UPDATE: This IS, in fact, what docker checkpoint is supposed to accomplish. When I checkpoint my jupyter notebook container, it saves it, I can start it back up with
docker start --checkpoint [my_checkpoint] jupyter_notebook, and it shows the things I had running as being in a
Running state. However, attempts to then use the
Running notebooks fail. I'm not sure if this is a CRIU issue or a Jupyter issue, but I'll bring it up in the appropriate git issue tracker.
docker checkpoint is the thing that is supposed to provide VM-save-state/hibernate style functionality.

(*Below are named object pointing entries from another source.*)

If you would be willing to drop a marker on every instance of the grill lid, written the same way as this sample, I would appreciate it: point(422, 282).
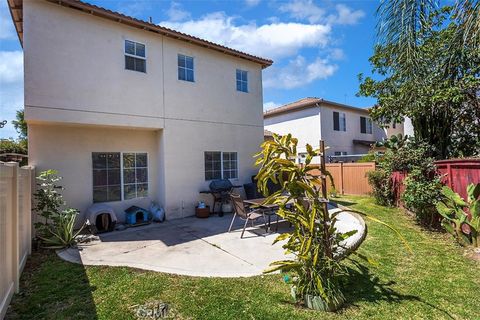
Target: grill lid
point(220, 185)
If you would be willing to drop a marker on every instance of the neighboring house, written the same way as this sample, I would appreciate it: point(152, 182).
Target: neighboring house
point(346, 130)
point(129, 112)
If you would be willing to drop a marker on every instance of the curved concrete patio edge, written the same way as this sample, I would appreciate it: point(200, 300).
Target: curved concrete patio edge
point(190, 247)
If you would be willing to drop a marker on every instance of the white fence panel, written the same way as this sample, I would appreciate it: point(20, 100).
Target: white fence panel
point(15, 227)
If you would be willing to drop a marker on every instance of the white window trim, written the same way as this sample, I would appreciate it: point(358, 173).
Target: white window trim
point(193, 68)
point(122, 198)
point(121, 174)
point(369, 126)
point(134, 55)
point(221, 164)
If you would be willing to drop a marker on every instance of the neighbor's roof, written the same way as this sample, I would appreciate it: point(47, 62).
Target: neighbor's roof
point(309, 102)
point(16, 10)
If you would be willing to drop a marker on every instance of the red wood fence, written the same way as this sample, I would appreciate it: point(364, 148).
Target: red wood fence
point(459, 173)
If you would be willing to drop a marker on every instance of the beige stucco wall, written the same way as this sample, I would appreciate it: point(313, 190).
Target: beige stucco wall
point(303, 125)
point(184, 159)
point(68, 149)
point(75, 72)
point(342, 140)
point(312, 124)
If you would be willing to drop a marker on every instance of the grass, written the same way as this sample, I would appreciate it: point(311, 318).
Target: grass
point(434, 282)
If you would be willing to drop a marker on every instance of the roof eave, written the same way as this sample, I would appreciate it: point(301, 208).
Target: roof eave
point(120, 18)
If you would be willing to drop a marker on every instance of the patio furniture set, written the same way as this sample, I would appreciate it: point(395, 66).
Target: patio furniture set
point(250, 209)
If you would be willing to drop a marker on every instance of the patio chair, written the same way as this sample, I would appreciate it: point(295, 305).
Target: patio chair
point(240, 210)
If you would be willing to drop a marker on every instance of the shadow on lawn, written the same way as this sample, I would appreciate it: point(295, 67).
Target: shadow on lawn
point(52, 288)
point(342, 202)
point(364, 286)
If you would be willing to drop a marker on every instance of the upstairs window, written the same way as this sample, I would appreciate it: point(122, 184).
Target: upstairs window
point(119, 176)
point(221, 165)
point(229, 165)
point(339, 121)
point(135, 58)
point(242, 81)
point(185, 68)
point(135, 175)
point(365, 125)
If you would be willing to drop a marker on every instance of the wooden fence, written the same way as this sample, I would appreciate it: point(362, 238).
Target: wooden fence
point(15, 227)
point(459, 173)
point(350, 178)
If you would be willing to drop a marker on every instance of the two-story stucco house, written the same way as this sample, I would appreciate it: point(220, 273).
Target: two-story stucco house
point(346, 130)
point(129, 112)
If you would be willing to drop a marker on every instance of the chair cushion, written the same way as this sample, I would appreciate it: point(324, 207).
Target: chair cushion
point(254, 215)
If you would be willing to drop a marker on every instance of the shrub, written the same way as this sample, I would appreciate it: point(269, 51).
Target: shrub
point(421, 195)
point(381, 184)
point(57, 228)
point(461, 217)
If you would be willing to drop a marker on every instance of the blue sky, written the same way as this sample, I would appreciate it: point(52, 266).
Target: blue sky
point(318, 47)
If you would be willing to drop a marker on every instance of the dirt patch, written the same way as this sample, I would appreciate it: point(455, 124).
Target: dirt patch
point(473, 254)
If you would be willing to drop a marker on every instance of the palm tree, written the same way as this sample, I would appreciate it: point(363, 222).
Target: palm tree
point(400, 23)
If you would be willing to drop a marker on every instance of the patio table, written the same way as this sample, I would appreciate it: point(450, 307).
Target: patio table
point(268, 209)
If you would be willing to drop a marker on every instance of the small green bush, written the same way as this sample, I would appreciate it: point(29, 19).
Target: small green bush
point(422, 192)
point(381, 184)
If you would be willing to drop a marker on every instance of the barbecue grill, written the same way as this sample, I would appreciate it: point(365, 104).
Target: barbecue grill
point(220, 190)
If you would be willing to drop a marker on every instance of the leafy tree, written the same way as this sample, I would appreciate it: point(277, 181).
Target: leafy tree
point(437, 87)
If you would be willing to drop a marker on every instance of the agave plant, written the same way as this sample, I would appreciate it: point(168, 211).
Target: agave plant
point(461, 217)
point(314, 240)
point(57, 228)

The closest approach I can see is
docker pause <container-id>
The docker pause command suspends all processes in the specified containers. On Linux, this uses the cgroups freezer. Traditionally, when suspending a process the SIGSTOP signal is used, which is observable by the process being suspended. With the cgroups freezer the process is unaware, and unable to capture, that it is being suspended, and subsequently resumed.
Take into account as an important difference against VirtualBox hibernation, that there is no disk persistence of the memory state of the containerized process.
If you just stop the container, it hibernates:
docker stop myjupyter (hours pass) docker start myjupyter docker attach myjupyter
I do this all the time, especially with docker containers which have web browers in them.